Voor artikel 11 geldt dat de uitgaven voor internationale studiefinanciering niet afzonderlijk worden geraamd, maar meelopen in de uitgavenramingen, zoals opgenomen bij artikel 11.3.1 (Studiefinanciering; waarborgen van de algemene financiële toegankelijkheid van het onderwijs voor de studerenden).
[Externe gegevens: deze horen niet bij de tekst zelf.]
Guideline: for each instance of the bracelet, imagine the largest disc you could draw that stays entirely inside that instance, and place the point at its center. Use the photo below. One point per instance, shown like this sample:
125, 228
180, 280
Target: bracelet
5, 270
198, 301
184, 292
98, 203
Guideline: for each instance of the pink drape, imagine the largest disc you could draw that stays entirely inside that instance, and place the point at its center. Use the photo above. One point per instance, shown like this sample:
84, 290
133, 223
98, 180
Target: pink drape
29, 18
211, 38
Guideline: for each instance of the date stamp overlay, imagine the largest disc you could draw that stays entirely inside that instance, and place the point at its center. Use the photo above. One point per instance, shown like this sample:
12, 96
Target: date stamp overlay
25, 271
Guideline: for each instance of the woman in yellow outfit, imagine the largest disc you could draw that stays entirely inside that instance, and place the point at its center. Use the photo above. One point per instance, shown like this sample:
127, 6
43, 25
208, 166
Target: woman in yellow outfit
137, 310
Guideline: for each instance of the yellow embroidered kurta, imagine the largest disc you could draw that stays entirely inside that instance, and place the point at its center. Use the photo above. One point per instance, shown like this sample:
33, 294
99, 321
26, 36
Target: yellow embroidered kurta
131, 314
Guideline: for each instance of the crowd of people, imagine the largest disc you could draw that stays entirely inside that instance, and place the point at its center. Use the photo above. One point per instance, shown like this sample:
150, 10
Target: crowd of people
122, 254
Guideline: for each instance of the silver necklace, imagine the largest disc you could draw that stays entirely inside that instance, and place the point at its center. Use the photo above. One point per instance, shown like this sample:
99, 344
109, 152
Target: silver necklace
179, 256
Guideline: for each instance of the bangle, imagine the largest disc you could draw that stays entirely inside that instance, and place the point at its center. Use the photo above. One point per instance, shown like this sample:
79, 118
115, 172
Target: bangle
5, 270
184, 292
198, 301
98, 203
De gegeven bedragen zijn indicatief.
2011 | 2012 | 2013 | 2014 | 2015 | 2016 | 2017 | |
---|---|---|---|---|---|---|---|
Hoger beroepsonderwijs (artikel 6) | 3 453 | 3 453 | 3 453 | 3 453 | 3 453 | 3 453 | 3 453 |
Wetenschappelijk onderwijs (artikel 7) | 61 643 | 57 845 | 57 845 | 57 845 | 57 845 | 57 845 | 57 845 |
Internationaal beleid (artikel 8) | 887 | 1 044 | 1 037 | 1 045 | 1 039 | 1 039 | 1 039 |
Kunsten (artikel 14) | 5 733 | 5 765 | 3 665 | 3 665 | 3 665 | 3 665 | 3 665 |
Cultureel erfgoed (artikel 14) | 395 | 395 | 395 | 395 | 395 | 395 | 395 |
Media (artikel 14 en 15) | 506 | 506 | 506 | 506 | 506 | 506 | 506 |
Onderzoek en wetenschappen (artikel 16) | 642 | 706 | 706 | 454 | 454 | 454 | 454 |
Totaal | 73 259 | 69 714 | 67 607 | 67 363 | 67 357 | 67 357 | 67 357 |
Toelichting:
De uitgaven op de Homogene Groep Internationale Samenwerking maken deel uit van de uitgaven opgenomen in tabel 8.2 «Internationale uitgaven OCW».